Take The Rex Center in Pacifica, for example. The facility offers low-impact exercise and recovery options for dogs suffering injury or in the post-surgical phase, dogs who are older or overweight, and dogs with boundless energy who just want to have fun. Owner Cathy Chen-Rennie provides traditional massage as well as warm water massage and assisted swimming. “Water exercise and massage are perfect for dogs who are otherwise unable to exercise safely due to injury, arthritis, age, or obesity. The water provides support and, when done properly, the dogs love it.”
In addition, many owners and trainers involved in dog sports are bringing their dogs in for swimming exercise sessions as part of the Rex Center’s Swim Club — think doggie Soccer Moms, except you get to stand inside where it’s warm and nobody whines for ice cream on the way home.
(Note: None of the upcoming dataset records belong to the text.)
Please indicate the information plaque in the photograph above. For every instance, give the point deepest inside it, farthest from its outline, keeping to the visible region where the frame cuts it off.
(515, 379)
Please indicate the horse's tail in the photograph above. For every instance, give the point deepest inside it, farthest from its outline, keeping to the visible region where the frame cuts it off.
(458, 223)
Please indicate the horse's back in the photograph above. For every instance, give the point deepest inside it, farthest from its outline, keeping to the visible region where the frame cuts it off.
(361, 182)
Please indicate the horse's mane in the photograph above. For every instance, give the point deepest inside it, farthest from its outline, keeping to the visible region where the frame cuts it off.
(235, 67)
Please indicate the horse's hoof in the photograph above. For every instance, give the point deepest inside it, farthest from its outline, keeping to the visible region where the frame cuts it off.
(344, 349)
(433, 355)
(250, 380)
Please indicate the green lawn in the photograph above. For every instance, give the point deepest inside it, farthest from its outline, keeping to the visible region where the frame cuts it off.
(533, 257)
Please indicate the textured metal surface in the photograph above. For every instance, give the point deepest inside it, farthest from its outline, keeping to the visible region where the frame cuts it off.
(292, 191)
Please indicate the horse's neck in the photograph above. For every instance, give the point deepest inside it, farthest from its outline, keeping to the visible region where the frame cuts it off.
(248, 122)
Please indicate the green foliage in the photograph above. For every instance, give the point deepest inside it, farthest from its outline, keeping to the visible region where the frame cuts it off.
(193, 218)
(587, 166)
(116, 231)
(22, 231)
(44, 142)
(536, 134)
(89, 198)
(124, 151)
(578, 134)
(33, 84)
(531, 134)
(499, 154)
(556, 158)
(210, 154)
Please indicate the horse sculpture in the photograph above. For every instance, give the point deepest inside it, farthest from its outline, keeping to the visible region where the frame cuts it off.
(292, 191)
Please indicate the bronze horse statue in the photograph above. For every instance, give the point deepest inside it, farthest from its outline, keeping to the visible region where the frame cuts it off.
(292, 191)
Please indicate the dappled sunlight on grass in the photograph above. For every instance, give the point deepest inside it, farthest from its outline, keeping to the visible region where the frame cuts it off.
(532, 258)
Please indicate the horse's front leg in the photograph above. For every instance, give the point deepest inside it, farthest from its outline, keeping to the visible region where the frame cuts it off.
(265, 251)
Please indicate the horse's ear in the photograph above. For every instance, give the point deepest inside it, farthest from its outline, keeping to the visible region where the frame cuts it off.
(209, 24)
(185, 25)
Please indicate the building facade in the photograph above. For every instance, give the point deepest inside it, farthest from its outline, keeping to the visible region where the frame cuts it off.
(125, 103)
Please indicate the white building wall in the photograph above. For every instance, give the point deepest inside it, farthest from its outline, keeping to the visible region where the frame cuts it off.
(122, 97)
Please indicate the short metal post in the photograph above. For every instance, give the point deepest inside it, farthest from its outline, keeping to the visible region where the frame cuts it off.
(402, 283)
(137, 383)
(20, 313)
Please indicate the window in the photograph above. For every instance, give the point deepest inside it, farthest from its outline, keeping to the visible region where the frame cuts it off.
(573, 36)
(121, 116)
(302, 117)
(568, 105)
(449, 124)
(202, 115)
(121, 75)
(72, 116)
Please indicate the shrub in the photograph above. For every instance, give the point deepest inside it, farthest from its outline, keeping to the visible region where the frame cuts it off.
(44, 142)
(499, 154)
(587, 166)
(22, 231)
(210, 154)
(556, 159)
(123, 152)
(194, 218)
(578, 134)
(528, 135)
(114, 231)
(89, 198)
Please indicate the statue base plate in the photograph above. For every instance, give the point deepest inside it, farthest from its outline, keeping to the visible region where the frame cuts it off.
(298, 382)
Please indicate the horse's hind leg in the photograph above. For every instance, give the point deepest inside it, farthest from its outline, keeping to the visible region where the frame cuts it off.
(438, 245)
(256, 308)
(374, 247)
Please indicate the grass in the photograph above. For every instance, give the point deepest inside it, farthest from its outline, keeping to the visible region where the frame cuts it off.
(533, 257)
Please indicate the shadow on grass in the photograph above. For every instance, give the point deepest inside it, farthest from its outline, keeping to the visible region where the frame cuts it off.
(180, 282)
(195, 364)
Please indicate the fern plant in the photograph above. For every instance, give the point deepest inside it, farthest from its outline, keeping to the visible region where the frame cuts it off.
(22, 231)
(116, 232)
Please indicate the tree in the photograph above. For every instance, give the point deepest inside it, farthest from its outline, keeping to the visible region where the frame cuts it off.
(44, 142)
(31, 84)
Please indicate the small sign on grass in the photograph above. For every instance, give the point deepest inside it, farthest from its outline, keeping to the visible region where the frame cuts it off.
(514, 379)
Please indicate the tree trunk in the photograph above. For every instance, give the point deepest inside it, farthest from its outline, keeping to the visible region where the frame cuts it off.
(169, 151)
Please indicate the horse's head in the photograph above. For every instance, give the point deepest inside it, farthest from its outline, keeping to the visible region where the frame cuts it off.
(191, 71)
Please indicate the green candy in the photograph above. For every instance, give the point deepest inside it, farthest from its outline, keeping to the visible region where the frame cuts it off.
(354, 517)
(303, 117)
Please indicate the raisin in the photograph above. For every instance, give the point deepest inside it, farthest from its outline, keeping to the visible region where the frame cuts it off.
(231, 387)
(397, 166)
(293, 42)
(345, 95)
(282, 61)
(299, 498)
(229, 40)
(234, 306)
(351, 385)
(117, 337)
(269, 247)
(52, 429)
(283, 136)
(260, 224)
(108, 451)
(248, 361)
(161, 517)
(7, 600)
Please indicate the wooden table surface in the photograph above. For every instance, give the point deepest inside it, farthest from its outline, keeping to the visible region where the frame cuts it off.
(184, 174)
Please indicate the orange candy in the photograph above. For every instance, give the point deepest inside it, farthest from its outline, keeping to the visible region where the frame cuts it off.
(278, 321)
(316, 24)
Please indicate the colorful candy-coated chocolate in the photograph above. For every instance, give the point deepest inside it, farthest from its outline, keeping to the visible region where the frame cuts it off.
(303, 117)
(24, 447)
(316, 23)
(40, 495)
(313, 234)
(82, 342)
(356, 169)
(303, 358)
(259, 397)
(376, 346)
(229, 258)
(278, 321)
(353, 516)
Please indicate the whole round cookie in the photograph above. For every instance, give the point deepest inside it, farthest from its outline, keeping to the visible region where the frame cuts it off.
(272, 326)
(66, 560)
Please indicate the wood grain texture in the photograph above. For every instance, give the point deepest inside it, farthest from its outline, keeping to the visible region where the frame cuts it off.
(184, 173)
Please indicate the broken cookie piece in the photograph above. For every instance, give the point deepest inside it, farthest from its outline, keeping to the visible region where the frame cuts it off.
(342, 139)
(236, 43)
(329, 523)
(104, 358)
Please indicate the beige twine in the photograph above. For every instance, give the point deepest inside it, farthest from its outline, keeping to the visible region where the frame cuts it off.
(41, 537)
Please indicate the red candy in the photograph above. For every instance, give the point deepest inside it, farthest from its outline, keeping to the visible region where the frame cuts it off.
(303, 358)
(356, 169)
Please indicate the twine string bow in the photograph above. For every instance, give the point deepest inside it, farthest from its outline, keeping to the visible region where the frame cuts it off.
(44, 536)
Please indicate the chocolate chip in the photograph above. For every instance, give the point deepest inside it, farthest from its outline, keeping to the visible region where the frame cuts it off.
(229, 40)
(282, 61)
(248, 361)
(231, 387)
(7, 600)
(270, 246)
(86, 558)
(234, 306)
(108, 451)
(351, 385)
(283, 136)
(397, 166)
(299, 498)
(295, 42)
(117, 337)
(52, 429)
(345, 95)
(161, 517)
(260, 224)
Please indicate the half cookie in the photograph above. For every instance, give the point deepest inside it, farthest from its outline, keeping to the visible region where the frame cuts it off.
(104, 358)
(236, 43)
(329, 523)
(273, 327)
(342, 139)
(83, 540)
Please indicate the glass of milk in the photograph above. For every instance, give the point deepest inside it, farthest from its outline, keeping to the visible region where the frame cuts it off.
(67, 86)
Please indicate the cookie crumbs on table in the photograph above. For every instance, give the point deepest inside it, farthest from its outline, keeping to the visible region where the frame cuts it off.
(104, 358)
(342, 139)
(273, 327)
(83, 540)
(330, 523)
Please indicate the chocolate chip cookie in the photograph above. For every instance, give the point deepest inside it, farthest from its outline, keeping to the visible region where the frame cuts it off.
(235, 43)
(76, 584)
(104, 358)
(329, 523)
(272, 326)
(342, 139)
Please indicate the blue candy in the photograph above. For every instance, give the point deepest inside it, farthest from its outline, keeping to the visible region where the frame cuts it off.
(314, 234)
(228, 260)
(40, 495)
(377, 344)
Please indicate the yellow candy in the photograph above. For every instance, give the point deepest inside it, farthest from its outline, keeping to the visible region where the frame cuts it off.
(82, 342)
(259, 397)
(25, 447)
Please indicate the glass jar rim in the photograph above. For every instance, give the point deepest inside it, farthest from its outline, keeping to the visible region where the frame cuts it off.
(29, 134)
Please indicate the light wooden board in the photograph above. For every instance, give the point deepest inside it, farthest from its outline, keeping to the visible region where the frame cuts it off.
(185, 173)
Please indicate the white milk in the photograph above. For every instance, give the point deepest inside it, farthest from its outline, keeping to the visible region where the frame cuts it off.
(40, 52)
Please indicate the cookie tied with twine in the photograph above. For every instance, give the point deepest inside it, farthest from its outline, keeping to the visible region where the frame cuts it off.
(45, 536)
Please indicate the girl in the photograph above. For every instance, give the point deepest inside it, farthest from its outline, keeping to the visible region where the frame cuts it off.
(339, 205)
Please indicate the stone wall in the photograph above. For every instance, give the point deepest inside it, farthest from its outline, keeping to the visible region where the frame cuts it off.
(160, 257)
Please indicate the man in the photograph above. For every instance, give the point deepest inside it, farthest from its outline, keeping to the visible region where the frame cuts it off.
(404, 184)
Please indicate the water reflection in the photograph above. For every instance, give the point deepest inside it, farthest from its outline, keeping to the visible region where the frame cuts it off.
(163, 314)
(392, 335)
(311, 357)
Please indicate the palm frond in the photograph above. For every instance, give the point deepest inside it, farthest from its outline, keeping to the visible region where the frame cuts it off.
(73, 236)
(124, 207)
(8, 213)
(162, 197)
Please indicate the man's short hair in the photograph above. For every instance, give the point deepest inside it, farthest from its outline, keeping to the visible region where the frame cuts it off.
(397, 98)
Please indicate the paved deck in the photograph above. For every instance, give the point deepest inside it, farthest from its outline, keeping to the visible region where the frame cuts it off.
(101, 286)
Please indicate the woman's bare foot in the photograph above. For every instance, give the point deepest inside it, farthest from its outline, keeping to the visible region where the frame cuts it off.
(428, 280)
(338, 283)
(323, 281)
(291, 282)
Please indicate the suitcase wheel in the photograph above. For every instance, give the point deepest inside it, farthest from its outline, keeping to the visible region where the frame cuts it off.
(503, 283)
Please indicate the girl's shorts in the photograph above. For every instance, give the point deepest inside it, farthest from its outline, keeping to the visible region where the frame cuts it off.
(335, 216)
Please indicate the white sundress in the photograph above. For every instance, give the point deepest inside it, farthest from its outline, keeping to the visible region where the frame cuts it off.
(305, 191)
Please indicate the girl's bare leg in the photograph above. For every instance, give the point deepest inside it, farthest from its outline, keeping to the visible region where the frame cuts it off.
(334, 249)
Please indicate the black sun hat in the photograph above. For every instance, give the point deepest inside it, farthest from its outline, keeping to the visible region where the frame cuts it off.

Warm water massage for dogs,? Assisted swimming? Isn’t it all a bit too much? As it turns out, there are mounds of articles on the beneficial effects of these therapies, and carrying them out requires extensive training and certification. Chen-Rennie is certified in Canine Therapeutic and Sports Massage by Rocky Mountain School of Animal Acupressure and Massage and is a graduate of the La Paw Spa Canine Hydrotherapy Program. She brings similarly qualified practitioners onboard at The Rex Center to offer acupressure, Reiki, and nutritional counseling.
Heather Sanders, recently named one of the Bay Area’s best alternative medicine providers in Bay Woof’s 2009 Beast of the Bay Awards, makes client house calls when not at The Rex Center. A small animal acupressure practitioner, Sanders has over 500 hours of training, and she assisted in the development of the national certification exam. She is also well studied in canine nutrition and the use of western herbs for dogs.
Sanders talks eloquently of both the scientific and more esoteric aspects of these regimens. Her background is in oncology drug development, but when she found that her own sick dog did not respond to Western treatments, she sought out Eastern alternatives. “Care for animals,” she says, “follows much the same direction as for humans. In the Bay Area we are very receptive to alternative services for ourselves. Many of us have dogs in lieu of children, so it’s natural that we’d also lead this evolution in pet care.”
Kathleen Prasad trains certified Reiki practitioners to work with animals and offers classes and workshops for owners wanting something they can do for their dogs at home. A Japanese healing treatment that involves energy work through a gentle laying on of hands and focusing of intent, Reiki has become very popular among people looking for alternative healing and stress reduction techniques. It’s now also finding its way into the dog world through applications in shelter, rescue, sanctuary, and even zoo environments, as well as its availability for family pets.
Are such treatments right for your Fido? The practitioners quoted here are quick to point out that their services are not intended to replace standard veterinary care. Rather, as Prasad says, they are “a piece of the puzzle” of maintaining good health.
So if your dog is arthritic or overweight, suffers from an injury, has had or will soon be having surgery, struggles with allergies, overdoes it during play or sports, or you simply want to enhance his quality of life, talk to your vet first and then consider the wide variety of holistic therapies available to Bay Area pooches.